Very ingenious design!


----------



## shred (Mar 15, 2009)

So this is another rotary-piston engine? 

Seems like those have been around a long time and never really made it. The theory works, but reality always seems to intrude.

Maybe they figured it out this time

Here's a cool animation of how one works: http://www.rotoblock.com/howitworks.shtml (note; different company, similar "revolutionary! unique! world-changing! PR)


----------



## PTsideshow (Mar 15, 2009)

This may be another of the pie engines, as there has been nothing new added to the site since 2006. And on a couple of others sites. It has been the cover engine on Anti-gravity magazine. So don't invest the kids college money. :big:
glen


----------



## Kermit (Mar 15, 2009)

A few billion in gov funding at a university should be able to make the dream come true in a decade or so.

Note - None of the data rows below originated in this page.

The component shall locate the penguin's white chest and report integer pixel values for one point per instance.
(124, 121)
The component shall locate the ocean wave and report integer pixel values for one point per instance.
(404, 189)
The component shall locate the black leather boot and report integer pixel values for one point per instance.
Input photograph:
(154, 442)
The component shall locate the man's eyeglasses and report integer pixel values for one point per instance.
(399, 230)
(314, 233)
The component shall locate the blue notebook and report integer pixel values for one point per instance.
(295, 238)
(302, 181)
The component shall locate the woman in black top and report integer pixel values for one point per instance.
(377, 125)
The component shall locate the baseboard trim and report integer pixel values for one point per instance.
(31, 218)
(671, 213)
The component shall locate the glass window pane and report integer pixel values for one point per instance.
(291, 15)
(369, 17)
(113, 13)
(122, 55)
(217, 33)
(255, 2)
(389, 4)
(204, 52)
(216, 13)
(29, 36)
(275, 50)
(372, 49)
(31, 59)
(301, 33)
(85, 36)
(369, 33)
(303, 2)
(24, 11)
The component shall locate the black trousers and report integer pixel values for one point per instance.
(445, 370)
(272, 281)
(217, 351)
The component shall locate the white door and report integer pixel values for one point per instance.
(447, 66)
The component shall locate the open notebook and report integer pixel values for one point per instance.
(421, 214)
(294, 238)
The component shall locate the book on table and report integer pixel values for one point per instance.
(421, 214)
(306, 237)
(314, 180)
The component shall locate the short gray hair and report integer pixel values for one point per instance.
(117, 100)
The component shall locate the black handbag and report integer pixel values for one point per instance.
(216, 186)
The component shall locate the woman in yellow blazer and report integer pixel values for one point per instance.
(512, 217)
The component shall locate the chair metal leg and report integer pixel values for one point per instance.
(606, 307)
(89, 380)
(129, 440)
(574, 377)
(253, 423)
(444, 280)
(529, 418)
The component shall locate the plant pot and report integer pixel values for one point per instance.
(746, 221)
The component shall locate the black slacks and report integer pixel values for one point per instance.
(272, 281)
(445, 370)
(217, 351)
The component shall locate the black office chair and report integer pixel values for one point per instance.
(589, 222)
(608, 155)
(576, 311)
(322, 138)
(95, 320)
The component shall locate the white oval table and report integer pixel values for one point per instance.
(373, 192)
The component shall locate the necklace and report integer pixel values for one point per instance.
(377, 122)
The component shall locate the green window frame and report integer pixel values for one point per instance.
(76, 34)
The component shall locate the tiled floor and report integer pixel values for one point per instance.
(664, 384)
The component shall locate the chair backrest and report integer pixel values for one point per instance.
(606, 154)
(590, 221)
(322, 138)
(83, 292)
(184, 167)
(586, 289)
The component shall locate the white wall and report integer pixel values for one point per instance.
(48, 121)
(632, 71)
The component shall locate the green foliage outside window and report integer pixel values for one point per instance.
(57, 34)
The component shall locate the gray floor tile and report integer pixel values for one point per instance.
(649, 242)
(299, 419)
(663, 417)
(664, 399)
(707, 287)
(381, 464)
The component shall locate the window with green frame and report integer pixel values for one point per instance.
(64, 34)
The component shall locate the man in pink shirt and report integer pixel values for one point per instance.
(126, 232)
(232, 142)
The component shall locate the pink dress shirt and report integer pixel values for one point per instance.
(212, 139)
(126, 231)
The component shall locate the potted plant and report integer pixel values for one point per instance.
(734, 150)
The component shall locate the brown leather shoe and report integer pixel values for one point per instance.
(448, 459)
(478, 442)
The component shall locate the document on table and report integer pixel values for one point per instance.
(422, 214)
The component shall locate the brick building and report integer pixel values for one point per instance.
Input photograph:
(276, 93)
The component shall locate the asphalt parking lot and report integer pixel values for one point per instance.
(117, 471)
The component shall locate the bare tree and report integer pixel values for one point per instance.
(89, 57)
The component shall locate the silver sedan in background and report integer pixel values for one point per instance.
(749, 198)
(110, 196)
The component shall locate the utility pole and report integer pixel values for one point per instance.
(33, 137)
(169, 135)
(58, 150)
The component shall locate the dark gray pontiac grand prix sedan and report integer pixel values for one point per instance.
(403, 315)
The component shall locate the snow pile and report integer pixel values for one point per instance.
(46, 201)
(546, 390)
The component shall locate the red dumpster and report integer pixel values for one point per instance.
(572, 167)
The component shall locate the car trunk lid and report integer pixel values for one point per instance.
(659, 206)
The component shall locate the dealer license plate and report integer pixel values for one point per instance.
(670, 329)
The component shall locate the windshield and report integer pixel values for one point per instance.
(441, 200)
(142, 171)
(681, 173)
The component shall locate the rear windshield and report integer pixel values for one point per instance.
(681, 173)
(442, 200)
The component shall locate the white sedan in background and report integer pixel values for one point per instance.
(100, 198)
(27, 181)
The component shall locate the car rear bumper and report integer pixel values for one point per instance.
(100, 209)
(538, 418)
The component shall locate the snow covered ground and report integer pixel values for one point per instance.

   Whynot, we're funding a study on pig odor reduction right now. This at least could have some remarkable outcomes and implications for transportation industries...I mean if you're just 'giving it away' why not fund the things that have potential.  The struggle to perfect magnetic bottling of plasma so we could achieve continuous nuclear fusion could use a few 100 billion or so while we are at it. solar energy storage technology needs some money too! But we get a frisbe golf course in the once great state of Texas' capital city.

Phewwyyeeee I say,
Rant over
Kermit


----------



## Noitoen (Mar 15, 2009)

Can't figure out the lubrication. Are they going to mix it with the fuel? Some of us invest in hybrids to cut out emissions and then others......... :rant:


----------



## PTsideshow (Mar 15, 2009)

Kermit  said:
			
		

> But we get a frisbe golf course in the once great state of Texas' capital city.
> 
> Phewwyyeeee I say,
> Rant over
> Kermit



My unemployed neighbor is a Frisbee golf semi pro whatever the hell that is goes all over to play it. Another neighbor asked if he can make any money with it. He said he was counting on the endorsements when he turns pro : I think his chances are about as good as this engine getting 300 million in licensing fees in the next ten years :big:


----------



## Andrewinpopayan (Mar 15, 2009)

Noitoen  said:
			
		

> Can't figure out the lubrication. Are they going to mix it with the fuel? Some of us invest in hybrids to cut out emissions and then others......... :rant:



My thoughts exactly! With all these moving parts, how are they going to lubricate and cool them? That is not explained in any form in the animation or documentation.


----------